Nucléaire à Gravelines

EDF doit revoir la copie de ses futurs réacteurs

Les deux futurs réacteurs EPR2 qu’EDF veut construire au bord de la mer du Nord sont-ils trop lourds pour le terrain sableux qui s’y trouve ? Dans une note au ton sévère, l’Autorité de sûreté nucléaire demande à l’industriel des alternatives, ses solutions étant trop complexes.

Tout le monde n’a pas la chance de construire un réacteur nucléaire sur un polder, ces terres asséchées artificiellement et sous le niveau de la mer.
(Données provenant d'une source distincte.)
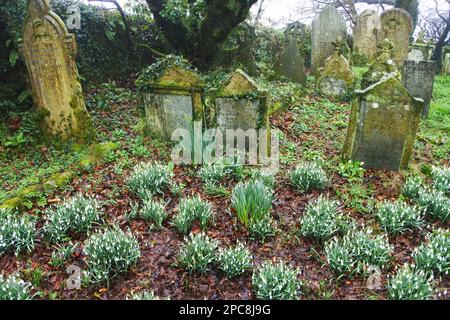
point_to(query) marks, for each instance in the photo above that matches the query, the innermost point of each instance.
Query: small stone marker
(397, 26)
(383, 121)
(365, 33)
(418, 78)
(173, 102)
(291, 63)
(337, 77)
(49, 51)
(327, 28)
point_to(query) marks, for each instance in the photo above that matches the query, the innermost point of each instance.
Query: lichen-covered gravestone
(49, 51)
(240, 104)
(397, 26)
(327, 28)
(172, 101)
(365, 33)
(418, 78)
(383, 121)
(337, 78)
(291, 63)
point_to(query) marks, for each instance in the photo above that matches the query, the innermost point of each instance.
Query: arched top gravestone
(397, 26)
(49, 51)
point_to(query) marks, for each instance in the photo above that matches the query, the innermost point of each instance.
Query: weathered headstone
(365, 33)
(173, 102)
(418, 78)
(327, 28)
(383, 122)
(240, 104)
(337, 78)
(397, 26)
(291, 63)
(49, 51)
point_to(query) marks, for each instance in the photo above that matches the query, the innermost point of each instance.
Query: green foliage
(398, 217)
(61, 254)
(276, 282)
(308, 176)
(356, 251)
(252, 202)
(13, 288)
(154, 211)
(321, 219)
(410, 284)
(147, 179)
(110, 253)
(235, 261)
(191, 210)
(76, 215)
(17, 234)
(198, 253)
(433, 256)
(352, 170)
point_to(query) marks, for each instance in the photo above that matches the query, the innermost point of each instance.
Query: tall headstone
(291, 63)
(383, 122)
(418, 78)
(49, 51)
(397, 26)
(365, 33)
(327, 28)
(337, 78)
(173, 101)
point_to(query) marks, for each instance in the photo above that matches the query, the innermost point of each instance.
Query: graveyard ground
(37, 177)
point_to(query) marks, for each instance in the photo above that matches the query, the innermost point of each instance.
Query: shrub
(252, 202)
(17, 234)
(399, 217)
(75, 215)
(154, 211)
(441, 179)
(14, 288)
(276, 282)
(191, 210)
(410, 284)
(149, 178)
(110, 253)
(197, 254)
(436, 204)
(235, 261)
(356, 251)
(433, 256)
(308, 176)
(262, 229)
(321, 220)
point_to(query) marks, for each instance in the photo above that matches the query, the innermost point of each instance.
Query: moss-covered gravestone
(418, 78)
(365, 33)
(172, 100)
(291, 63)
(337, 78)
(383, 122)
(397, 26)
(240, 104)
(327, 28)
(49, 51)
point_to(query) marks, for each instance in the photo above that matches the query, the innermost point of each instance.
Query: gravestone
(49, 51)
(291, 63)
(418, 78)
(327, 28)
(240, 104)
(365, 33)
(337, 78)
(383, 122)
(397, 26)
(173, 102)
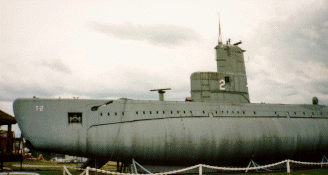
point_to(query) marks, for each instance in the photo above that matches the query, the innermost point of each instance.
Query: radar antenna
(220, 37)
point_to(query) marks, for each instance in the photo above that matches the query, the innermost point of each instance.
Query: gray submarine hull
(175, 133)
(217, 126)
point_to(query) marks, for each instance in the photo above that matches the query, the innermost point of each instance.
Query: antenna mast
(220, 37)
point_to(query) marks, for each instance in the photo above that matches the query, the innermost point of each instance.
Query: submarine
(217, 125)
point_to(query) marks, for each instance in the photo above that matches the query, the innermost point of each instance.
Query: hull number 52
(39, 108)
C’est ce qu’ont pu penser les ingénieur·es d’EDF qui développent les futurs réacteurs nucléaires EPR2 sur le site de Gravelines, près de Dunkerque (Nord), à la lecture de l’avis de l’Autorité de sûreté nucléaire et de radioprotection (ASNR) publié le 16 octobre.

Cette note technique alerte sur la difficulté de construire un bâtiment aussi lourd sur un sol aussi sableux et donc « meuble », c’est-à-dire léger et poreux. Le risque est que le terrain se tasse, se déforme, jusqu’à la liquéfaction sous le poids du béton, et que la centrale s’enfonce dans la terre.
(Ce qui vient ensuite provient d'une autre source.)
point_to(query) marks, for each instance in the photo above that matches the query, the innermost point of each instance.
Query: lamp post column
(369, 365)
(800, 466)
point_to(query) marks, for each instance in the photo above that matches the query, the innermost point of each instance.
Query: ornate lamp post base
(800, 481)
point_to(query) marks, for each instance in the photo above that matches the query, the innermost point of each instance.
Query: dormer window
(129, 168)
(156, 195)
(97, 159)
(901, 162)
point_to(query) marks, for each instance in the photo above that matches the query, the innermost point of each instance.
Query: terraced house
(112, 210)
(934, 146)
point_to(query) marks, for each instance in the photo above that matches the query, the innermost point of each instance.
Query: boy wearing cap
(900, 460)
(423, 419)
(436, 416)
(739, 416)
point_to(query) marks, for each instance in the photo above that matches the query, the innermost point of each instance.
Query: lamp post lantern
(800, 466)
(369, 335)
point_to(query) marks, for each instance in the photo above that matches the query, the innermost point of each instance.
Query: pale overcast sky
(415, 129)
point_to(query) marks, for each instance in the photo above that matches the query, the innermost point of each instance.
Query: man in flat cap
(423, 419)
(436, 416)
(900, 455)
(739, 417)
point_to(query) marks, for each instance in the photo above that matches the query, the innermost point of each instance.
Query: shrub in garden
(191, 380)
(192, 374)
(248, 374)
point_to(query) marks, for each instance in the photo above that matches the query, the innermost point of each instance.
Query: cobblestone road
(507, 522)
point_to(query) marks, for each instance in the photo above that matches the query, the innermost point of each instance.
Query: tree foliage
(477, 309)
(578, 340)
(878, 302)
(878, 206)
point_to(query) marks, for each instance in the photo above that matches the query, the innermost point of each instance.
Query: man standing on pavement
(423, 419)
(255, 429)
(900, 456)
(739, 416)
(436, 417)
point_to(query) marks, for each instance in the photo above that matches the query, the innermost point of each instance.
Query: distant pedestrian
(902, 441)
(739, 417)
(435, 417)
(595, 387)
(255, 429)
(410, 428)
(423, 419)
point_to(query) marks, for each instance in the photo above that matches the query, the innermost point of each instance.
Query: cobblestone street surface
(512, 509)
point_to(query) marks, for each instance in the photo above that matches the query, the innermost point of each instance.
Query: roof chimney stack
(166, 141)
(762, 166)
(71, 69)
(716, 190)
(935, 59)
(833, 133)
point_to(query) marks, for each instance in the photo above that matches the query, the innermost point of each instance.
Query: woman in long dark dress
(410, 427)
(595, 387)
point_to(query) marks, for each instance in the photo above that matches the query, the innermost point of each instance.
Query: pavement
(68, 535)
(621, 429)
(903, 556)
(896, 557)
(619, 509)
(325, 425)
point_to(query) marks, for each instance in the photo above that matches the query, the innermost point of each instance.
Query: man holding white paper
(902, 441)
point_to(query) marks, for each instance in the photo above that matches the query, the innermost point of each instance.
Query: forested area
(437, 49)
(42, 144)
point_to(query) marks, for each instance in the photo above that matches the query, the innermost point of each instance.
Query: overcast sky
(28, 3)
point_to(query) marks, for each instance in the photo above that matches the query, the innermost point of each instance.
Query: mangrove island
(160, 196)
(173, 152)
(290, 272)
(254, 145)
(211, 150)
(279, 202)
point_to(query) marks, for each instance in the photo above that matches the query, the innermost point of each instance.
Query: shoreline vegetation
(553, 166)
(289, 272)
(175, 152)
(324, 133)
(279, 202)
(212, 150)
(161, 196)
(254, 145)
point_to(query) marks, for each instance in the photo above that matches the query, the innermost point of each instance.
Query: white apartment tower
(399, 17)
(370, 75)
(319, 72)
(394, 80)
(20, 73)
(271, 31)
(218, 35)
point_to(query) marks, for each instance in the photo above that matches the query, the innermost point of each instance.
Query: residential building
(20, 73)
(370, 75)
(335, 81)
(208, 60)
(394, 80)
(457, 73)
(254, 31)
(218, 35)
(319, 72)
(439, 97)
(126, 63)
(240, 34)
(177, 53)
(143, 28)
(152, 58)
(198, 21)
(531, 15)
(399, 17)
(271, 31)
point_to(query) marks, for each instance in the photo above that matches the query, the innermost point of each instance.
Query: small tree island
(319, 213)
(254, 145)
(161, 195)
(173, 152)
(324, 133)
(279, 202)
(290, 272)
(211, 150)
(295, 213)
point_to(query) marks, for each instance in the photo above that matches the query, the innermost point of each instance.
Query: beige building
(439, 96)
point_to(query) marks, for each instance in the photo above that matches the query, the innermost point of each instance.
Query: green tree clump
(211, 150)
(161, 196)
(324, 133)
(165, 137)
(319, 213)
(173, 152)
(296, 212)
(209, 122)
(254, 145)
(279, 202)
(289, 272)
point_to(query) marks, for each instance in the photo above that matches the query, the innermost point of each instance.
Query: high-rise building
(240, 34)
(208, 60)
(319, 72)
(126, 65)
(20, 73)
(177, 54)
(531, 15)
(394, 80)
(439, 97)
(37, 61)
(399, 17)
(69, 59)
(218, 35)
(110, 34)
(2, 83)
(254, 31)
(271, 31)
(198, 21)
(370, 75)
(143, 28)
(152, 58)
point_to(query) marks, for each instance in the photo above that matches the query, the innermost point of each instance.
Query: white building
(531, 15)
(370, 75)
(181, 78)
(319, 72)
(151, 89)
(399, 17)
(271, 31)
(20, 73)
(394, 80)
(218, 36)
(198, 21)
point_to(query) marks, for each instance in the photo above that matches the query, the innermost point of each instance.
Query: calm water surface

La plus grosse installation nucléaire d’Europe de l’Ouest, la centrale historique de Gravelines, produit de l’électricité depuis 1980 au même endroit sans rencontrer ce problème. Mais les EPR2 « ont une densité double, soit le double de poids par mètre carré » par rapport aux six réacteurs du vieux site, explique Julien Collet, directeur général adjoint de l’ASNR. Il insiste sur le fait que « c’est un sujet à fort enjeu de sûreté », c’est-à-dire qu’il concerne la façon dont les futurs réacteurs se protégeront contre le risque d’accident.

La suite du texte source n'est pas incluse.